Newmont announced on Sunday evening that it has reached an all-share, friendly acquisition deal with Australian gold and copper miner Newcrest, which the analysts noted was in line with the best and final offer previously indicated by Newmont on April 10.
Newcrest shareholders will receive 0.4 Newmont shares for each Newcrest share and a special dividend of up to $1.10 per share, a 30.4% premium to Newcrest’s share price on February 3, 2023.
Newmont and Newcrest shareholders will own 69% and 31%, respectfully, of the combined entity the analysts noted.
Canaccord’s analysts wrote that, including by-product production, Newmont’s total gold equivalent ounces would increase to about 10 million ounces from about 7 million ounces currently as a result of the deal.

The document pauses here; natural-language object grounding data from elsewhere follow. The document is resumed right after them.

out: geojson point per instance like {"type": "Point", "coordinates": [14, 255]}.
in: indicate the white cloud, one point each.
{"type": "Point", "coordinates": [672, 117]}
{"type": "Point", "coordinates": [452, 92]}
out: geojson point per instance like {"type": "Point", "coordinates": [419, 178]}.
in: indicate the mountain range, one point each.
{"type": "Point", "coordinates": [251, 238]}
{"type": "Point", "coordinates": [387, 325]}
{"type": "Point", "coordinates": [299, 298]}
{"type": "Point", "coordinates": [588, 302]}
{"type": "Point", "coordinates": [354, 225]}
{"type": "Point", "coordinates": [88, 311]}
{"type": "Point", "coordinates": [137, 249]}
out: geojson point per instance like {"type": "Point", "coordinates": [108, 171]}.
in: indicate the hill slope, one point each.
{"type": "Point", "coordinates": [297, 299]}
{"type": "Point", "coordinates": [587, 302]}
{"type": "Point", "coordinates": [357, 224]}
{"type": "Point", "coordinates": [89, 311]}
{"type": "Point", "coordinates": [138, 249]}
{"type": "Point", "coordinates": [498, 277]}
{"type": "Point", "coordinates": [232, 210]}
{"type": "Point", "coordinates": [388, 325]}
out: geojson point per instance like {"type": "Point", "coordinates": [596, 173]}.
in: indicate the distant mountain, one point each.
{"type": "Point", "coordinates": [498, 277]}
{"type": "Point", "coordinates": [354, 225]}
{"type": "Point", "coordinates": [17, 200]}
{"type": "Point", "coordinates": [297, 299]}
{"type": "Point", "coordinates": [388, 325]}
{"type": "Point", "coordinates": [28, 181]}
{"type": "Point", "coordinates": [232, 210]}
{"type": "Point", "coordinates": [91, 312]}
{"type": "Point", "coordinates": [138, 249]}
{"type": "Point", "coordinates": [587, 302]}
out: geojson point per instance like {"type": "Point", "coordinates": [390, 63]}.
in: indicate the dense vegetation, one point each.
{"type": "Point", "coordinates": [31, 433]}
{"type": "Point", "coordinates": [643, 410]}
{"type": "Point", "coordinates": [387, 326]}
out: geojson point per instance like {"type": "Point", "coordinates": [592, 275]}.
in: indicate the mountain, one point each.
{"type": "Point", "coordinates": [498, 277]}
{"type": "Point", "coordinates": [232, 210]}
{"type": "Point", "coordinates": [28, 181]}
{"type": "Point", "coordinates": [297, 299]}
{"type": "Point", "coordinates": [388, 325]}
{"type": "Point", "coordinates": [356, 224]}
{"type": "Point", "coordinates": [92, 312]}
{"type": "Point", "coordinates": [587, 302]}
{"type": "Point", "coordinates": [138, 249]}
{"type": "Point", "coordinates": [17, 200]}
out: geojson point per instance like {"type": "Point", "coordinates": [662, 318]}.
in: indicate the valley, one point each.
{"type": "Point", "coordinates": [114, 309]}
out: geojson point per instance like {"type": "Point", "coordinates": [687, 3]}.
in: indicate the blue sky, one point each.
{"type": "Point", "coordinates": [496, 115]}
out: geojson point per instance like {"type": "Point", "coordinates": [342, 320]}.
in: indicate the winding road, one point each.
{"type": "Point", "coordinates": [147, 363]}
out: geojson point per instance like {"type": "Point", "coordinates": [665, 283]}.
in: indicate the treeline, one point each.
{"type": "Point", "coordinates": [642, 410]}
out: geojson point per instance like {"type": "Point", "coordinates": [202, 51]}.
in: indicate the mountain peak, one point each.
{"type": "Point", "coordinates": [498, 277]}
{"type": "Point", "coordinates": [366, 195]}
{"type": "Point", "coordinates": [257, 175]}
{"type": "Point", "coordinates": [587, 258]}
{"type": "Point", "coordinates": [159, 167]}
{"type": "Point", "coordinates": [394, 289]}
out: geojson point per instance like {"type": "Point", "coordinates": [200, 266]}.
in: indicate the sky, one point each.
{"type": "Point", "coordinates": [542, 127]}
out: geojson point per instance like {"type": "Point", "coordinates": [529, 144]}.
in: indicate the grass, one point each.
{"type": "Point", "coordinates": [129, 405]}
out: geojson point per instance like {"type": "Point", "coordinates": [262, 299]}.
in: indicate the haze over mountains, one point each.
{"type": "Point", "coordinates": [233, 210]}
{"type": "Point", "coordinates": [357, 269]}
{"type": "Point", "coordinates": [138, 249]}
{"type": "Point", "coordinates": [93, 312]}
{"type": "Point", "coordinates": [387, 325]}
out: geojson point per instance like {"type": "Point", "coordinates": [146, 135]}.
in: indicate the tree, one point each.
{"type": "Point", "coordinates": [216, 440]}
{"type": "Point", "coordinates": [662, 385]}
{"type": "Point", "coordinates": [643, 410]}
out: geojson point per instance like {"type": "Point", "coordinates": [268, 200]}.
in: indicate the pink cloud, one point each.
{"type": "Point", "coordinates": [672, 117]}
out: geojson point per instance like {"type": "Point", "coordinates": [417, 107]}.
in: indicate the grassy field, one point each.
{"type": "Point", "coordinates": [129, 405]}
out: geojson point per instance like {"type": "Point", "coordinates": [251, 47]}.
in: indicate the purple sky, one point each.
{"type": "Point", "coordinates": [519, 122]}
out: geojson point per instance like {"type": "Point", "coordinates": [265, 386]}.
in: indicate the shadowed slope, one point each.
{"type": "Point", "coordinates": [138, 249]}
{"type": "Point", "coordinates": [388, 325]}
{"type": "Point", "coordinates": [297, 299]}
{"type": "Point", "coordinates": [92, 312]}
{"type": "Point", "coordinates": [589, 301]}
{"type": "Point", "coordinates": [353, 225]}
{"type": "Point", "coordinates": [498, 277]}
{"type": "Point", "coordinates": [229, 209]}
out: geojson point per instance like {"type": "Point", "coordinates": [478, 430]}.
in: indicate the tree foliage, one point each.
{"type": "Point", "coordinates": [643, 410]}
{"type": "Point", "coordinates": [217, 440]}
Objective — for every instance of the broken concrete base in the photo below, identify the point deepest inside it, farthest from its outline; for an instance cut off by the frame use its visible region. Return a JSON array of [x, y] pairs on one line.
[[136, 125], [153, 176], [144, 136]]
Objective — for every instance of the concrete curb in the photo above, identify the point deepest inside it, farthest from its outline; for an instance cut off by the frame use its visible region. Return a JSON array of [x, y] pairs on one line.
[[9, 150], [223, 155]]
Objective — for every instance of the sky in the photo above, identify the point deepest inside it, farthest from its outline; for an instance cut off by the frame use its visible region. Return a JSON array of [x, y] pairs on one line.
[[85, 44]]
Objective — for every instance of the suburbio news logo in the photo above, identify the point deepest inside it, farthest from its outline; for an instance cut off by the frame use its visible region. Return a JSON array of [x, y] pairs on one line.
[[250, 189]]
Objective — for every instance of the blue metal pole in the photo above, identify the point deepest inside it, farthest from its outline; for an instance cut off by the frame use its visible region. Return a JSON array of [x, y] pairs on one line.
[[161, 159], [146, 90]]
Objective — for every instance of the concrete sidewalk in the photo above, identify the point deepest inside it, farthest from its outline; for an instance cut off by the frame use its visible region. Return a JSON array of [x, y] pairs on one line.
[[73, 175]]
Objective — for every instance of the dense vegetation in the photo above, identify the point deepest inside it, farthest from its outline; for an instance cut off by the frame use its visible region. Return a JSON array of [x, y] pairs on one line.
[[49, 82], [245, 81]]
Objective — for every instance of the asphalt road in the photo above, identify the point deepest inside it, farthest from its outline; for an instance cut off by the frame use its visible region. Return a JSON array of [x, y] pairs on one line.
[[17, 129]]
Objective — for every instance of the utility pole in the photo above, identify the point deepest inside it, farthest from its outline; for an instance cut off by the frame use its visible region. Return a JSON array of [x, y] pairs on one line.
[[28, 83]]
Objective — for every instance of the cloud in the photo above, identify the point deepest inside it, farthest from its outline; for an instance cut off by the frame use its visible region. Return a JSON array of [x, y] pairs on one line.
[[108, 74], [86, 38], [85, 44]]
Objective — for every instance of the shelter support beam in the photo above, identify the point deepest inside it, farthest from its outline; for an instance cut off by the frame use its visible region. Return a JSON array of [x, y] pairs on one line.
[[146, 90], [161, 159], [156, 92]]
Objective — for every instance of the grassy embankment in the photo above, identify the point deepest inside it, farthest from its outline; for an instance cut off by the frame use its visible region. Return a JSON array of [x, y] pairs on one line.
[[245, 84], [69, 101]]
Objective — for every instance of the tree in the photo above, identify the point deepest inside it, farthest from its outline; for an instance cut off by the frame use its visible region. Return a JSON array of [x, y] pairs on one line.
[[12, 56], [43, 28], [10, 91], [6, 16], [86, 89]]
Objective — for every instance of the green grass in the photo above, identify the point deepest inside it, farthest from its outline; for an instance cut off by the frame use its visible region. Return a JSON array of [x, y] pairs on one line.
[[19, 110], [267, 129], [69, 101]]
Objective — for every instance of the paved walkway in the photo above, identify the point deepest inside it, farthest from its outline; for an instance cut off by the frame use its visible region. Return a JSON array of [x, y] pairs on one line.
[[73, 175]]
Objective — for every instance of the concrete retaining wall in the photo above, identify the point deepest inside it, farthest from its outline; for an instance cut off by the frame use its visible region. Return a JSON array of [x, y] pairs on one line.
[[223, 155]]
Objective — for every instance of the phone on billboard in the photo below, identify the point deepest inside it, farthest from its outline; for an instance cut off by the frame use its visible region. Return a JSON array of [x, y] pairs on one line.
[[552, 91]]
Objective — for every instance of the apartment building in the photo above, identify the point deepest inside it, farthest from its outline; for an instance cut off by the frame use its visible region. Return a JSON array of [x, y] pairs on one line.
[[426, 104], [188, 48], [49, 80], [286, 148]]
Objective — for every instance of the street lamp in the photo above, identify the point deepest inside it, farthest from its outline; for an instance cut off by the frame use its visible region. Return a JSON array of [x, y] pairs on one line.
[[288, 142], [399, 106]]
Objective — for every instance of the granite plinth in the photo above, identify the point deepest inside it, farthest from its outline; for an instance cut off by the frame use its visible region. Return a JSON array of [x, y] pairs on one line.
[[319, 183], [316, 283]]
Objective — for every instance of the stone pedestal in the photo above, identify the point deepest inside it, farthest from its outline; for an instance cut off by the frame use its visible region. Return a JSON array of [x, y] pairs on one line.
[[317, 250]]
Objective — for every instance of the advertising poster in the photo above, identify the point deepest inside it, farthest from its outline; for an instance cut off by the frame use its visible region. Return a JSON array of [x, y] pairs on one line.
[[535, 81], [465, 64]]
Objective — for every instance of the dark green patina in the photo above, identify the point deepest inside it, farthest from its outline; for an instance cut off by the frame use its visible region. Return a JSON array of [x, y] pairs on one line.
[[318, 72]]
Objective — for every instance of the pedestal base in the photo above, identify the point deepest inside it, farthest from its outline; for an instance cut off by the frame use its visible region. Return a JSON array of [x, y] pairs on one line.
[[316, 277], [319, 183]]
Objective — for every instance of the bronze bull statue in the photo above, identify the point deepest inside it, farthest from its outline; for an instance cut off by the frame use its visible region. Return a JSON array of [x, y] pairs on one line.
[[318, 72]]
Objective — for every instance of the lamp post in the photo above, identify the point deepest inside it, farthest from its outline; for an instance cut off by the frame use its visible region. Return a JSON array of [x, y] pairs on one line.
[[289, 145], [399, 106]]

“Newmont's production base in Australia would increase about 1 million ounces per year to 2.4 million ounces and in Canada to 1.1 million ounces from 0.7 million ounces currently,” they wrote.
“We note that Papua New Guinea will be a new jurisdiction for Newmont but would represent greater than 10% of pro forma gold production. That said, we expect that Newmont could potentially sell off some of the smaller assets in the combined portfolio.”
The analysts also noted that the transaction adds significant life-long assets to Newmont’s portfolio.
“Newcrest's assets include Cadia in Australia that has more than 30 years of reserve life, Lihir in Papua New Guinea with more than 20 years and a 70% interest in the Red Chris mine in British Columbia with an estimated underground mine life of 31 years,” they wrote.
“Newmont would also be able to leverage Newcrest's experience in block caving.”
$500M in annual synergies expected by Newmont
The analysts added that they view the transaction as modestly accretive to Newmont's net asset value (NAV) and neutral on earnings before interest, taxes, depreciation, amortization (EBITDA) and cash flow per share pre-synergies.
“Newmont expects to realize annual synergies of $500 million (pre-tax) within the first 24 months following the completion of the transaction,” they pointed out.
“The synergies include $100 million of pre-tax general and administrative savings, $200 million in supply chain synergies, and at least $200 million in benefits from Newmont's Full Potential improvement program.”
Following the acquisition announcement, Canaccord’s analysts reiterated their ‘Buy’ rating and price target of US$63 on Newmont.
“Our target price is predicated on a 50/50 blend of a 1.2x multiple applied to our operating NAVPS estimate plus net debt and other corporate adjustments, and an 8.0x multiple applied to 2024E EBITDA,” they explained.
They do not provide coverage on Newcrest.
Newmont’s shares added 2.8% at US$47.24, while Newcrest was up 3.6% at US$19.49 on Monday afternoon in New York.